Does It Make Sense to Hold Strategic Bond Funds in Your Portfolio? – Morningstar
× Over the past five years, flexible bond portfolios have generally exchanged interest-rate risk for some other type of risk, whether high-yield corporate, emerging-markets debt, structured credit, or currency risk.
× High correlations to credit-sensitive sectors and equity markets reduce the appeal of funds in this sector. They belie the difficulty in successfully capitalizing on the freedom of unconstrained strategies to source alpha and simultaneously avoid market sell-offs.
× Flexible bond funds face a number of challenges, not least of which is the higher expense hurdles they continue to face in a low-yielding global bond market.

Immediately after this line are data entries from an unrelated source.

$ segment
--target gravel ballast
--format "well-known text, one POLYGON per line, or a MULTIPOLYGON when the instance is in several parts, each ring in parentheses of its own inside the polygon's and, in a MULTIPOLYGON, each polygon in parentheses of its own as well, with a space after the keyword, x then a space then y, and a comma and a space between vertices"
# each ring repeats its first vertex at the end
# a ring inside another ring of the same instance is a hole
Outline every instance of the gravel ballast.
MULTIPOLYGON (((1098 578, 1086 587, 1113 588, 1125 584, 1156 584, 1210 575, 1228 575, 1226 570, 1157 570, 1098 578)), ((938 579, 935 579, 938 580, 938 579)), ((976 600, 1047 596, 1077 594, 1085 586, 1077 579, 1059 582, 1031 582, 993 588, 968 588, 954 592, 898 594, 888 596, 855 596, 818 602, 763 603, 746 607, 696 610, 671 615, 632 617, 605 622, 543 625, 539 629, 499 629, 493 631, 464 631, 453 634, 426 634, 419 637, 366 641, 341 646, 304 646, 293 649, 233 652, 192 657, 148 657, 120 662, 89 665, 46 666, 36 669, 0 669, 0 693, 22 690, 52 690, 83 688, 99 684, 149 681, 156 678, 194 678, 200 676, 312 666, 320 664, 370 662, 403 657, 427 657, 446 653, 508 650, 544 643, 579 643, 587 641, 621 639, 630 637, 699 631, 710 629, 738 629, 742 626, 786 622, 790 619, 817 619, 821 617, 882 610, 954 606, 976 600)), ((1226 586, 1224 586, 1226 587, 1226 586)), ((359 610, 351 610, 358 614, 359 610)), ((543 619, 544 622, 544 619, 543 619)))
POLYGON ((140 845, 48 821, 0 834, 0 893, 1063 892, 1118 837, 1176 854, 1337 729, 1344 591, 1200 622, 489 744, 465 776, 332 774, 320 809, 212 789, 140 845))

× Flexible bond funds are generally a poor substitute for conventional bond funds—which otherwise consistently carry marketlike levels of duration—as a ballast to counter equity-market turbulence. Sensitivity to the government-bond market embedded in conventional bond funds can often provide the single most-effective portfolio ballast when market shocks lead to extreme correlations among other bond and equity market sectors.
× Flexible bond strategies don’t all fit the same mould. They also require a high degree of confidence in a manager’s skill. A deeper dive is necessary to understand the different types of risks each fund takes in pursuing inherently challenging return objectives.